The red and white Slavia shirt with five-pointed red star is probably the oldest football shirt still in use. It remains unchanged since our very first game in 1896. The combination of Slavic colours survived Nazi occupation of the Czech Lands between 1939 and 1945 but in 1953 during of communist persecution of Slavia, the club was stripped of its colours, its shirt and its name. Slavia – the symbol of intelligentsia – was renamed “Dynamo” after Soviet model and ordered to play in blue and red or dark blue shirts.
The traditional red and white shirt – one of the club’s most distinctive symbols – returned to the scene exactly 64 years ago. One of the sets was secretly kept in the flat of Slavia treasurer Karel Sehnoutka. On 1 and 2 April Slavia (Dynamo) participated in Easter tournament hosted by Sparta (then also renamed to Spartak Sokolovo) together with Hajduk Split and IFK Göteborg. Despite the still existing ban and despite the fear, our players decided to wear red-white set of shirts for their games. Slavia won both games (3-1 against both Hajduk and IFK) and became champions of the tournament.

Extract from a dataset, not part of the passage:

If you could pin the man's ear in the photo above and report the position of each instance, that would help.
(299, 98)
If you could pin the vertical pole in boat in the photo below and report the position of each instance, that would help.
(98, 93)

The original shirts became the biggest sensation of the event and were greeted with standing ovation. 35,000 people attended both games including then Czechoslovak communist president Antonín Zápotocký. Surprisingly, no punishments followed, and Slavia could return to their original shirts for good.
Today we can present unique colorized photo from that tournament so that everyone could enjoy the beauty of our red and white shirts.
Top row from left: Kocourek, Andrejkovič, Jareš, Hildebrandt, Hubálek, Pešek, Štádler.